One of the most prominent features of the human brain is the greatly enlarged cerebral cortex with its intricate folding, contributing to the increased behavioral repetoire and the emergence of human cognition. Neural stem cells play important roles in cortical expansion and gyrification. Malformation of the human neocortex (like microcephaly and lissencephaly) due to the defects in cell proliferation and migration usually causes neurodevelopmental disorders, such as mental retardation, autism and epilepsy. In the short term, our lab will study the special properties of human neural stem cells important for evolutionary cortical expansion during normal development (Direction 1). In the long term, we will examine how neural stem cell technology could help to correct the abnormalities associated with cortical malformation and neurodevelopmental disorders (Direction 3). Meanwhile, we intend to apply our expertise in stem cell research to explore the unique properties of malignant tumor cells in brain cancers (Direction 2). 

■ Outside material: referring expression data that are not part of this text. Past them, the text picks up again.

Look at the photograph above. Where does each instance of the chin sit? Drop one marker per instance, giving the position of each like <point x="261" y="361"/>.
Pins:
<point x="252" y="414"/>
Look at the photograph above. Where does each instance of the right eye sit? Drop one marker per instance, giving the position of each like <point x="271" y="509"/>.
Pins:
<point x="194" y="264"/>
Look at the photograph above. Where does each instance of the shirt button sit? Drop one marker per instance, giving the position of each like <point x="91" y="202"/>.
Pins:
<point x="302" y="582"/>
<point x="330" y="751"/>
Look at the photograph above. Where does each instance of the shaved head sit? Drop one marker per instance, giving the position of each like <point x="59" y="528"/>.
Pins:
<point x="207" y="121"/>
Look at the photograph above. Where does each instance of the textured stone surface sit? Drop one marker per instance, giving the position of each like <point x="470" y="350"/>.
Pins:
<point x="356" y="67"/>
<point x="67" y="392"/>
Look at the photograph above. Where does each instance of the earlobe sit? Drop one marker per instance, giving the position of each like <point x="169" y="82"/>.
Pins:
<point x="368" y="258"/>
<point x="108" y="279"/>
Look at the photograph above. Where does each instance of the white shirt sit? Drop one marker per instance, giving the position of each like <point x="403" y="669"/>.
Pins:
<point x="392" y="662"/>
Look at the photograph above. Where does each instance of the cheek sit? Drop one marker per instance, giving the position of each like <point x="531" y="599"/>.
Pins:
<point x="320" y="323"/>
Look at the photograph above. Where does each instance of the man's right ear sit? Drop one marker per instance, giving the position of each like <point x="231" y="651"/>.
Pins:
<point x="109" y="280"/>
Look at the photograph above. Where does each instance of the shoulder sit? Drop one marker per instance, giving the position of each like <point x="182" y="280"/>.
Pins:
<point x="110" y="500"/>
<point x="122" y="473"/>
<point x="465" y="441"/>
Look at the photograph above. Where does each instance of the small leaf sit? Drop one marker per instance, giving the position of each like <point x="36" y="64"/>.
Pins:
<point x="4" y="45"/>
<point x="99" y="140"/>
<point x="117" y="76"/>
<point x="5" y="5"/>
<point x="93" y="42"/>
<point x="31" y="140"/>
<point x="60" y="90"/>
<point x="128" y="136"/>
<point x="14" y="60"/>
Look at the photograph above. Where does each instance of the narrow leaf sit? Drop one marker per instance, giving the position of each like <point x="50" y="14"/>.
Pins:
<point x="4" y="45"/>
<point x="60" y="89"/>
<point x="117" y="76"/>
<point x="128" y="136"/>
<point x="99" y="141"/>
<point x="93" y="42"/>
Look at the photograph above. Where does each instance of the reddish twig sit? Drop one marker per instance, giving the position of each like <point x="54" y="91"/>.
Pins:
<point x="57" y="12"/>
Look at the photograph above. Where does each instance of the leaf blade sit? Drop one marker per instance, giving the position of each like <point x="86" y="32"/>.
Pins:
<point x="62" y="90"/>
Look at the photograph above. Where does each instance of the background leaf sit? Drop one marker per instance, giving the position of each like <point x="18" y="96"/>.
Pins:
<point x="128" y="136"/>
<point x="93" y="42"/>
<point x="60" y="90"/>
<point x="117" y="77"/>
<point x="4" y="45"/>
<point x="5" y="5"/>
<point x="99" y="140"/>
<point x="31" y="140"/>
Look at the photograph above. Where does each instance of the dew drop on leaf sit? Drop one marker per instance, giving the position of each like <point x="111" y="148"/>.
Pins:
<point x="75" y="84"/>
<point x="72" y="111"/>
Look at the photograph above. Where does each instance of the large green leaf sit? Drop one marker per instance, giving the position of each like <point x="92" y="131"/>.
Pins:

Direction 1: Study the Properties of Neural Progenitors Important for Human Cortical Expansion during Development 

During evolution, primates develop a much thicker subventricular zone (SVZ) that splits into inner and outer subdivisions. While the inner subventricular zone (ISVZ) in humans is similar to the rodent SVZ, the outer subventricular zone (OSVZ) is absent in the rodent brain and becomes the principle proliferative region in the primate cortex. Previous studies have discovered novel neurogenic progenitors, outer radial glial cells (oRGs), in the OSVZ that are important for gray matter expansion. My postdoc work identified oRG-derived oligodendrocyte precursor cells (OPCs) as an additional source of oligodendrocytes. They are abundant in the human but rare in the mouse brain, with the enhanced proliferative potential in contributing to the evolutionary white matter expansion (Huang et al., 2020). By combining single-cell RNA-seq, brain slice culture, as well as time-lapse confocal imaging, our lab will continue to search for human-specific or human-enriched neural progenitor types in the OSVZ, and study their unique properties of proliferation, migration and differentiation. Eventually, we hope to fully understand the special molecular and cellular mechanisms underlying human cortical development. 

Direction 2: Study the Properties of Malignant Cells in Gliobastoma and Compare Malignant Cells with Human Embryonic Neural Progenitors 

Glioblastoma is an incurable malignancy, and the main challenges underlying therapeutic failure are rooted in its complexity of cellular components and its similarity to the endogenous neural stem cells. Studies of inter-tumor heterogeneity by bulk RNA-seq have subdivided glioblastoma into subtypes; while research based on single-cell RNA-seq across different glioblastoma subtypes have uncovered major types of malignant cells. Our lab intends to precisely compare each type of malignant cells with their endogenous neural progenitor counterparts based on genomic analysis and functional studies. This research will deepen our knowledge of brain tumor formation and might discover targets of therapeutic treatment.  

Direction 3: Study the Mechanisms underlying Cortical Malformations and Neurodevelopmental Disorders 

Cortical malformations encompass heterogeneous groups of structural anomalies associated with complex neurodevelopmental disorders, resulting in pathologies such as intellectual disability and abnormal neurological or psychiatric conditions such as epilepsy or autism.  But little is known about the mechanisms, and very limit therapeutic treatments are available. Our lab plans to apply our expertise of fundamental research on human cortical development to clinical relevant study on cortical developmental diseases. Through pathology study of cortical malformation on postmortem samples from clinics and mechanistic study of cortical malformation in non-human primate models, we aim to better understand neurodevelopmental disorders, and explore treatments to improve patients’ outcomes.